Fossils have been found in this region of dogs that can be traced right through to today’s modern breed-fossils dated from between 1800-1000 BC!
When the Pyrenean mountain dog works in their traditional roles, they protect and guard livestock in their mountainous home region, alerting their shepherds to the presence of predators and seeing them off. Predators are most likely to approach at night while the herd or flock is asleep, and the shepherd too-but the Pyrenean mountain dog is virtually nocturnal, and patrols their flock throughout the night, taking time to snooze in the day when their handler is on duty!
The Pyrenean mountain dog bred may have spent most of its life working with peasant farmers, but even royalty have fallen for their undeniable appeals! During the Renaissance years, royals and nobility of the French court began to show an interest in the breed, which were ultimately declared as the royal dogs of France by King Louis XIV.
The Pyrenean mountain dog was not just popular with the nobility in their home country either-they have won hearts and minds virtually everywhere they have lived! Queen Victoria was a notable dog lover who as a result, received many dogs as gifts from other leaders, and a Pyrenean mountain dog became a popular member of her extended pack!
The breed was exported to the USA as far back as 1824, when Marquis de Lafayette imported a pair of the dogs into America as a gift for a friend, beginning the origins of the breed in the USA.

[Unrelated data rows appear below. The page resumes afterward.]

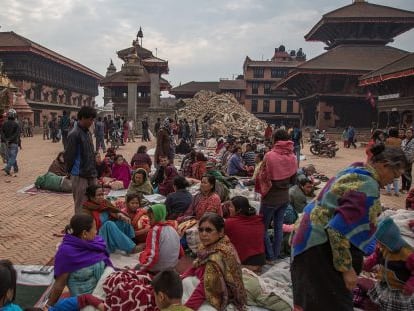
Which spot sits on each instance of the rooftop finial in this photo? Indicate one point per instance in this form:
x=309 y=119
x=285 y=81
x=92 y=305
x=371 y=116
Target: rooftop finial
x=140 y=34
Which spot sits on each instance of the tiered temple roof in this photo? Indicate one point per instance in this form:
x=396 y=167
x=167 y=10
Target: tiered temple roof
x=12 y=42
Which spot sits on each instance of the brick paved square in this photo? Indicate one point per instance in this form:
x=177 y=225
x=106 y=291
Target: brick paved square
x=26 y=234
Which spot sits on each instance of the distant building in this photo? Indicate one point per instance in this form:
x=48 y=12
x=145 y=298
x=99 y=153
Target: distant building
x=189 y=89
x=394 y=86
x=274 y=106
x=148 y=82
x=135 y=90
x=236 y=87
x=356 y=38
x=47 y=81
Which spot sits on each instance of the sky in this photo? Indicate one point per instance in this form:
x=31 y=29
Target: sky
x=203 y=40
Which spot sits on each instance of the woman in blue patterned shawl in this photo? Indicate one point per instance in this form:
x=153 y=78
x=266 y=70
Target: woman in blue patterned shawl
x=337 y=230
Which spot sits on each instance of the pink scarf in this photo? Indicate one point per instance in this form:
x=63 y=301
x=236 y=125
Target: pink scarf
x=281 y=162
x=122 y=172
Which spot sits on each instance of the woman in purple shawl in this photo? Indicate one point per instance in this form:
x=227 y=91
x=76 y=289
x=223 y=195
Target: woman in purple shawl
x=80 y=260
x=121 y=171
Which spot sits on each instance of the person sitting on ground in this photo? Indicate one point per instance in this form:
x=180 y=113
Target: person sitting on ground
x=221 y=146
x=207 y=200
x=121 y=170
x=244 y=228
x=396 y=273
x=8 y=277
x=164 y=176
x=8 y=287
x=162 y=247
x=235 y=166
x=140 y=184
x=249 y=156
x=221 y=185
x=168 y=291
x=217 y=268
x=299 y=194
x=141 y=159
x=138 y=216
x=58 y=166
x=188 y=160
x=178 y=202
x=103 y=167
x=80 y=260
x=198 y=169
x=112 y=225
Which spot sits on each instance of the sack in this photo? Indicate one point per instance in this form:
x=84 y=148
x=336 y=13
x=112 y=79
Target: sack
x=49 y=181
x=263 y=182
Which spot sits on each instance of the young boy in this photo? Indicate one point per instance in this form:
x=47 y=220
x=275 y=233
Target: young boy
x=168 y=290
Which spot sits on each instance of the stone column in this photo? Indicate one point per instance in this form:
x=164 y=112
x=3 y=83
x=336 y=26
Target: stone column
x=132 y=101
x=155 y=89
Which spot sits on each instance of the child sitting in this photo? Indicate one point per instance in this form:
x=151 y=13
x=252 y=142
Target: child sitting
x=395 y=287
x=409 y=201
x=138 y=216
x=8 y=278
x=162 y=247
x=8 y=286
x=168 y=290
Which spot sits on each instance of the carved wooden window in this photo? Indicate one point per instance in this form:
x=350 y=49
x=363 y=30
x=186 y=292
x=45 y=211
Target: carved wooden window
x=258 y=72
x=254 y=105
x=266 y=105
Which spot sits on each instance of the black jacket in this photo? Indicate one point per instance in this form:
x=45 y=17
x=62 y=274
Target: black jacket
x=10 y=132
x=81 y=137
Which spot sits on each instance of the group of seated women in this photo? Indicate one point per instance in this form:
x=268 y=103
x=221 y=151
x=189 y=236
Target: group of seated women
x=83 y=257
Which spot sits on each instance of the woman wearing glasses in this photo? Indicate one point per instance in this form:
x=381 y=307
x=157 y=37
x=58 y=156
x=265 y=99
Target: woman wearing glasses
x=337 y=230
x=217 y=269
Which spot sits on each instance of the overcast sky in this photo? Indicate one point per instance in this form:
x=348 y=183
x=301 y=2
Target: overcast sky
x=203 y=40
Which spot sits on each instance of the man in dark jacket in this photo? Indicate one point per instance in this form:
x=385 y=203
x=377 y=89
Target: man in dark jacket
x=10 y=136
x=64 y=127
x=80 y=156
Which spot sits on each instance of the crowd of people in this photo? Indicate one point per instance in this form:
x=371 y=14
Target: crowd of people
x=332 y=237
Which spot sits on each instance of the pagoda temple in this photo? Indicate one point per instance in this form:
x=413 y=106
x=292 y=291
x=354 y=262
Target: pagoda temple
x=356 y=38
x=48 y=82
x=135 y=89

The large, intelligent and versatile Pyrenean mountain dog is very versatile and willing to please, which means that they can turn their paws to a huge variety of working roles. Their strength and easy going natures saw them used as pack dogs to haul heavy artillery over the Pyrenean mountains between France and Spain, saving significant time and effort that would otherwise have been required to find an alternate route.

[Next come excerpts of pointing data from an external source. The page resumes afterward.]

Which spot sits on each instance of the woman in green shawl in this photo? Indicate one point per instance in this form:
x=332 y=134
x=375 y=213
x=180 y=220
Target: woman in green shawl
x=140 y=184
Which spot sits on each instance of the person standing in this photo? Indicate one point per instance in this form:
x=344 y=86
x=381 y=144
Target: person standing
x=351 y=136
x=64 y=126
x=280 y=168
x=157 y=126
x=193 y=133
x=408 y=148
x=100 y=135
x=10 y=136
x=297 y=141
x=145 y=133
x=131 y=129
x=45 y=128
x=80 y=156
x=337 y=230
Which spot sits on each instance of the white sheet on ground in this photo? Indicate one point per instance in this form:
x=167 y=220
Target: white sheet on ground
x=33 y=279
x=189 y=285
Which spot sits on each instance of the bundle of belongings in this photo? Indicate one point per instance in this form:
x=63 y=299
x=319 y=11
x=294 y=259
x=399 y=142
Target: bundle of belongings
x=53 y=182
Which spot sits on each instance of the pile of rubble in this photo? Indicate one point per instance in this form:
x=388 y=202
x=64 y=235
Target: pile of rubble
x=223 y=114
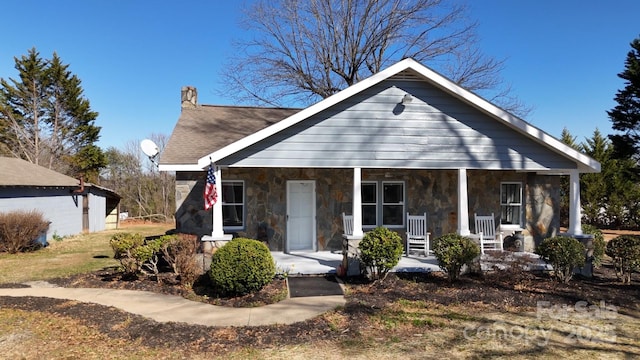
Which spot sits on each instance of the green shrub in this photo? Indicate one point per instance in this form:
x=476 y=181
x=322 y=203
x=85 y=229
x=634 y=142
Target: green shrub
x=624 y=250
x=179 y=252
x=20 y=229
x=598 y=243
x=242 y=266
x=564 y=254
x=124 y=246
x=453 y=251
x=380 y=251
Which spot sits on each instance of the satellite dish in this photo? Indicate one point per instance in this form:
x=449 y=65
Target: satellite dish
x=149 y=148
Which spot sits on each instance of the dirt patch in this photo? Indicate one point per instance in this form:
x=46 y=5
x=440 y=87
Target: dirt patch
x=511 y=291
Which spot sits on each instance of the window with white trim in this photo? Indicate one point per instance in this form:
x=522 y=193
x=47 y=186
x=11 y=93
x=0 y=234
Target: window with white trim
x=383 y=203
x=511 y=203
x=369 y=204
x=233 y=204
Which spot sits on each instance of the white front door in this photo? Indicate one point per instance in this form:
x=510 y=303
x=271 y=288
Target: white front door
x=301 y=215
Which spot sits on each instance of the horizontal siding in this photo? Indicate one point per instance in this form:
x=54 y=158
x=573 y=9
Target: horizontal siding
x=63 y=210
x=97 y=212
x=372 y=129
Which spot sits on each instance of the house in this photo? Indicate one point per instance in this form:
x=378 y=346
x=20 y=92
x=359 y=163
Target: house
x=405 y=140
x=70 y=205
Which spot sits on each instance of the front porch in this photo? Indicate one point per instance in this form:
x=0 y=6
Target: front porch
x=326 y=262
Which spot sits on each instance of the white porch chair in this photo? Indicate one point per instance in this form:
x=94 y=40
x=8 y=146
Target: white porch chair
x=347 y=225
x=486 y=233
x=417 y=235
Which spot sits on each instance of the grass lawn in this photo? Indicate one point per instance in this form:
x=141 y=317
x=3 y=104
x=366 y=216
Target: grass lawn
x=399 y=329
x=72 y=255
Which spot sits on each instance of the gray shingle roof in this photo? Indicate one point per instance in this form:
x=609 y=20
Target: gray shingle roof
x=18 y=172
x=205 y=128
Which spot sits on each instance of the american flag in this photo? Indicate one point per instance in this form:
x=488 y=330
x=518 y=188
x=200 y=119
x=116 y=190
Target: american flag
x=210 y=192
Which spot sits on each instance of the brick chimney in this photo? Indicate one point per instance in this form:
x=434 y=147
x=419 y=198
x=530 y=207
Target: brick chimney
x=189 y=97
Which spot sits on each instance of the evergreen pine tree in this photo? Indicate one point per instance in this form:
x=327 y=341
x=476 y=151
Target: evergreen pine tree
x=47 y=119
x=625 y=116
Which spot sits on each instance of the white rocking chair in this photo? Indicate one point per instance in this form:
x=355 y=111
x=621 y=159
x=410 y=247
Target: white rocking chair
x=486 y=233
x=417 y=235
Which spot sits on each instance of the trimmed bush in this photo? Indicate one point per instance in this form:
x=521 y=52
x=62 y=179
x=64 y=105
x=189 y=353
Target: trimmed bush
x=624 y=250
x=20 y=229
x=124 y=247
x=564 y=254
x=598 y=243
x=242 y=266
x=453 y=251
x=147 y=256
x=380 y=251
x=179 y=251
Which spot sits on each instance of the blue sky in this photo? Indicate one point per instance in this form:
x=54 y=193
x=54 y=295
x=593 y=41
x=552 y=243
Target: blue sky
x=562 y=56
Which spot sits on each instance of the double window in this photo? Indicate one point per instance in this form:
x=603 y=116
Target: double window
x=511 y=203
x=383 y=203
x=233 y=205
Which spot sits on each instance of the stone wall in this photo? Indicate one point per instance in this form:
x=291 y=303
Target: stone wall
x=542 y=210
x=433 y=192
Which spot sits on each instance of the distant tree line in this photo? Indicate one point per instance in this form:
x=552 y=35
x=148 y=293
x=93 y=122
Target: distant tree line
x=611 y=198
x=46 y=120
x=146 y=192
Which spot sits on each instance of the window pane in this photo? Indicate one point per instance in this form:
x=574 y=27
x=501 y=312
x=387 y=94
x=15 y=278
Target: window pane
x=232 y=215
x=369 y=193
x=393 y=193
x=232 y=192
x=392 y=215
x=369 y=215
x=510 y=215
x=511 y=193
x=233 y=203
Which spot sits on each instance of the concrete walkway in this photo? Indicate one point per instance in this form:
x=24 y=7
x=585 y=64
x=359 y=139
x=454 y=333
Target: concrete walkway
x=170 y=308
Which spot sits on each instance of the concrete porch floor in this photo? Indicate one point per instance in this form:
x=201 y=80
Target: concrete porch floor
x=326 y=262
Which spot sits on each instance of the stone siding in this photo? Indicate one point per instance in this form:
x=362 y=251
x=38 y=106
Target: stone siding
x=430 y=191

However, like many dog breeds-particularly those that originated from countries that were severely affected by World War 2 like France was-the Pyrenean mountain dog nearly died out entirely as a result of the war. During the war, food and resources in France were very scarce, and only farmers and others that worked the land really had access to enough food for themselves, never mind dogs.

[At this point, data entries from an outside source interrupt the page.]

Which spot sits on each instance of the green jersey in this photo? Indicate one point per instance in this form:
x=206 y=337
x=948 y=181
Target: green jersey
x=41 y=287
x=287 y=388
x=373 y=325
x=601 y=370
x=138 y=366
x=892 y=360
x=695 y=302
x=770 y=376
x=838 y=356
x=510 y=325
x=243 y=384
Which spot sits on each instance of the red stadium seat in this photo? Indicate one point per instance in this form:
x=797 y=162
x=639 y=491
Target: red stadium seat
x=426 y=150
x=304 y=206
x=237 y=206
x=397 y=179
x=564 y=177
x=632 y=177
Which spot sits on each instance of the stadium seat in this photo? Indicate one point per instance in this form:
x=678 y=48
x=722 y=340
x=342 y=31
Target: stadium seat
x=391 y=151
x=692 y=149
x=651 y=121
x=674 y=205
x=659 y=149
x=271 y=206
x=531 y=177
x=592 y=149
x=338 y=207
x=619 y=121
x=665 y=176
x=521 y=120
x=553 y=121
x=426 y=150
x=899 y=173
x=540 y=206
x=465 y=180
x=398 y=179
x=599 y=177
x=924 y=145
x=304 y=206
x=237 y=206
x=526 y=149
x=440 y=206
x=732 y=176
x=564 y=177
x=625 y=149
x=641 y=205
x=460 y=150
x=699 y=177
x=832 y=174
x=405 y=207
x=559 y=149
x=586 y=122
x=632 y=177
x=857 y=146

This meant that the breed’s numbers dropped dramatically during and immediately after the war, almost dying out entirely until concerted efforts were made to revive the breed. However, because the dogs were so essential to farming the Pyrenean region and could perform so many important working roles, they were not as badly affected as many other breeds.
The Pyrenean mountain dog is one of the oldest known extant dog breeds, and it is thought that they originated from an even older breed of Asian shepherd dog. They were also vital to the continued survival of the St. Bernard dog breed, whose ongoing viability was threatened by outbreaks of distemper in their home country of Switzerland during the 1870’s, greatly reducing their numbers.
The Pyrenean mountain dog breed was crossed controlled breeding exercises with the St. Bernard, strengthening their numbers and ensuring that the breed remains viable today!